How Loud Are Sporting Events?
According to a study from 2019, noise levels at baseball stadiums are loud enough to cause hearing damage and/or tinnitus. Most survey respondents reported they did not consider wearing earplugs, and a third experienced hearing muffled speech after the game.

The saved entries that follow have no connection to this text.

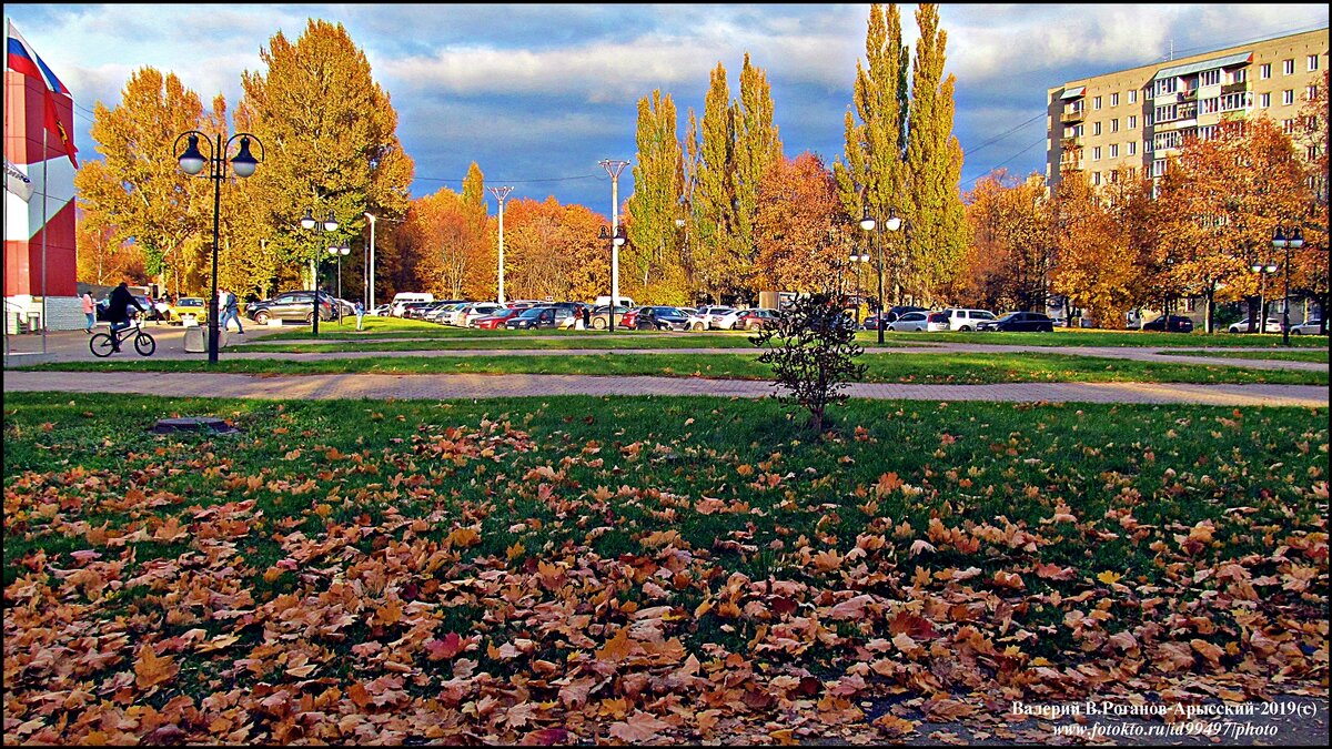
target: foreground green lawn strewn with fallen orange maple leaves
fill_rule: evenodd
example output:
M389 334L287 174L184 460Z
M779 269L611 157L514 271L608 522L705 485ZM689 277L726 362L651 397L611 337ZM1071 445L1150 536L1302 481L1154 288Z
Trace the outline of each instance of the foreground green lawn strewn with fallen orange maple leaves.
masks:
M11 393L7 734L882 741L934 728L876 696L1323 682L1327 409L830 416Z

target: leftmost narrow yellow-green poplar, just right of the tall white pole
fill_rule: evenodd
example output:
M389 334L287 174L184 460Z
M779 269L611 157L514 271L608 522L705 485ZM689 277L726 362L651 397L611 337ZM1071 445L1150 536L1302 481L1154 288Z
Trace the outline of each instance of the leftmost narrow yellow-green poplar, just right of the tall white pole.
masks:
M642 299L683 303L681 263L681 216L685 192L685 164L675 137L675 103L661 89L638 101L638 163L634 165L634 193L629 197L627 259L641 283ZM657 288L653 288L657 287Z

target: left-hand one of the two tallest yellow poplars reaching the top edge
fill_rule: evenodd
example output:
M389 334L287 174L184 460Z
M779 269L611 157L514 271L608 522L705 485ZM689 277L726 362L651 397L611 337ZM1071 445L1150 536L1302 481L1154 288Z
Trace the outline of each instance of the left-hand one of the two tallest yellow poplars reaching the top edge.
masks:
M868 209L882 227L892 212L906 216L910 211L903 204L910 51L902 43L896 4L870 7L864 57L863 65L855 64L854 115L846 112L846 164L834 163L832 175L846 216L855 221ZM886 235L878 237L884 269L896 268L904 244L892 232L879 231Z

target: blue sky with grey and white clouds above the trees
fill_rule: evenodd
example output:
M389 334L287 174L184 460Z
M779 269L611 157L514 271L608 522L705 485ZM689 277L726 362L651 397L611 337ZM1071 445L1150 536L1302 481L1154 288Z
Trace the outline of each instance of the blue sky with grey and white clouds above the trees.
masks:
M416 161L413 195L460 189L472 161L511 197L610 212L602 159L633 161L637 103L671 95L685 133L721 61L738 95L746 52L767 72L789 156L842 153L843 116L868 5L79 5L5 4L7 19L75 95L75 140L95 101L113 107L141 67L174 72L208 101L240 99L244 71L278 31L341 23L398 112ZM902 5L916 39L915 5ZM962 187L996 167L1043 171L1046 89L1259 39L1325 28L1324 4L944 4L947 72L956 75ZM631 167L619 181L633 189Z

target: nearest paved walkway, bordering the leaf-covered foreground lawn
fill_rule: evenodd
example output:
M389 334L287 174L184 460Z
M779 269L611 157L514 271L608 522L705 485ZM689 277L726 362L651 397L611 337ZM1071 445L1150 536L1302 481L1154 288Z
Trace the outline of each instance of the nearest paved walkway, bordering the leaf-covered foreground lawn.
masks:
M757 398L770 382L701 377L578 374L178 374L159 372L5 372L5 392L64 390L237 398L492 398L550 396L718 396ZM923 401L1180 402L1328 406L1319 385L1014 382L998 385L855 384L855 398Z

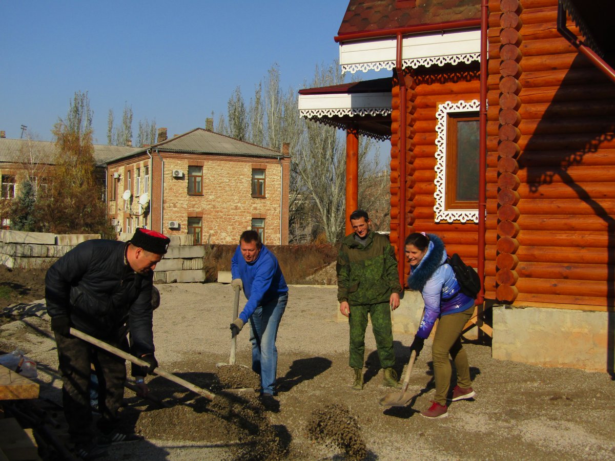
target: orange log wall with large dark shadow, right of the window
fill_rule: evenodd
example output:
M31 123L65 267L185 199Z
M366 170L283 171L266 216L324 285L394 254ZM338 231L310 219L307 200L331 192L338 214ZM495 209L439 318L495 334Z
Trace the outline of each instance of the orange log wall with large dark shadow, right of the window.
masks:
M489 9L486 298L610 310L615 85L558 33L557 0Z

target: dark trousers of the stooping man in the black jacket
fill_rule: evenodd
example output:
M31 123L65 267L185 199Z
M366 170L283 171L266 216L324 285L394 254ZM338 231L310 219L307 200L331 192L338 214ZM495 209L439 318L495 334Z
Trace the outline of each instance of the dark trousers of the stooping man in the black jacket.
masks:
M55 341L62 374L62 403L71 440L74 443L88 443L93 439L90 408L92 364L98 377L98 408L101 414L98 428L105 433L115 430L119 425L119 409L124 399L126 361L74 336L56 333ZM120 342L105 342L128 350L125 337Z

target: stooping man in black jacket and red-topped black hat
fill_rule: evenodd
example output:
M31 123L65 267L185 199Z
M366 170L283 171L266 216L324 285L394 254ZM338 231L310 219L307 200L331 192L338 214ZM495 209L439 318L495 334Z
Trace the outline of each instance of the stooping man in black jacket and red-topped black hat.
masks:
M84 459L104 454L101 445L140 437L118 430L125 360L72 336L70 328L127 350L123 327L129 323L132 355L149 363L143 376L151 373L158 365L152 332L153 270L167 253L169 241L148 229L137 229L128 243L88 240L47 271L45 297L58 345L64 412L76 452ZM97 370L100 385L101 438L93 436L91 427L90 363Z

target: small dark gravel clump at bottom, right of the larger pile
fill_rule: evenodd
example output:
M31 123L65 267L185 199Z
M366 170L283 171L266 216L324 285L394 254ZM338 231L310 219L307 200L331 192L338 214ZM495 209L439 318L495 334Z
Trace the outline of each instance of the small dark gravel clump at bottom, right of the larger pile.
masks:
M348 460L360 461L367 456L359 422L347 406L333 403L315 409L307 430L312 440L343 449Z

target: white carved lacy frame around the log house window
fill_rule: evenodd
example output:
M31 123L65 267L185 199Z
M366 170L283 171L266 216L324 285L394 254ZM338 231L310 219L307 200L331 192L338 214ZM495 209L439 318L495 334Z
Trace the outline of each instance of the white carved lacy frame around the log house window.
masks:
M466 101L458 101L453 103L446 101L443 104L438 104L438 111L435 113L437 119L437 125L435 131L437 137L435 139L436 152L435 152L435 221L442 222L447 221L453 223L453 221L461 221L466 223L467 221L473 221L478 223L478 208L467 209L454 209L446 210L446 132L448 114L453 112L476 112L480 109L480 102L478 100L472 100L466 103Z

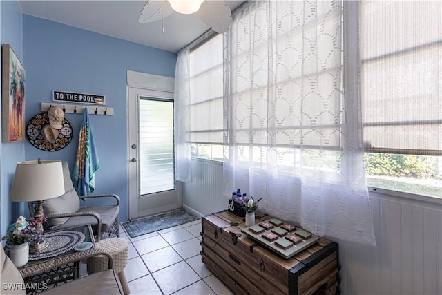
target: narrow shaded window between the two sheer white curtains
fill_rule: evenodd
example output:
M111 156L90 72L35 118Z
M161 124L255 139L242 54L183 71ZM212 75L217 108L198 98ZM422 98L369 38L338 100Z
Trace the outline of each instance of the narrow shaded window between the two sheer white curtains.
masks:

Of course, baseball is not the only loud sport. In September 2013, the Seattle Seahawks set the record for the loudest stadium at 136.6 dB. The very next month, the Kansas City Chiefs topped this record with a whopping 137.5 dB. This can cause damage in as little as a minute.
How You Can Protect Your Hearing
Next time you attend a sporting event, be sure you:
- Wear hearing protection. The best thing you can do for your hearing is wear hearing protection in the form of earplugs or earmuffs. These can be purchased inexpensively at the drug store or custom-ordered at Elk Grove Hearing Care.
- Try noise-cancelling headphones. An alternative form of hearing protection is noise-cancelling headphones.
- Take listening breaks. While it can be hard to find a quiet area of a sports stadium, spending a few minutes near the concessions or in the bathrooms can help give your ears a break.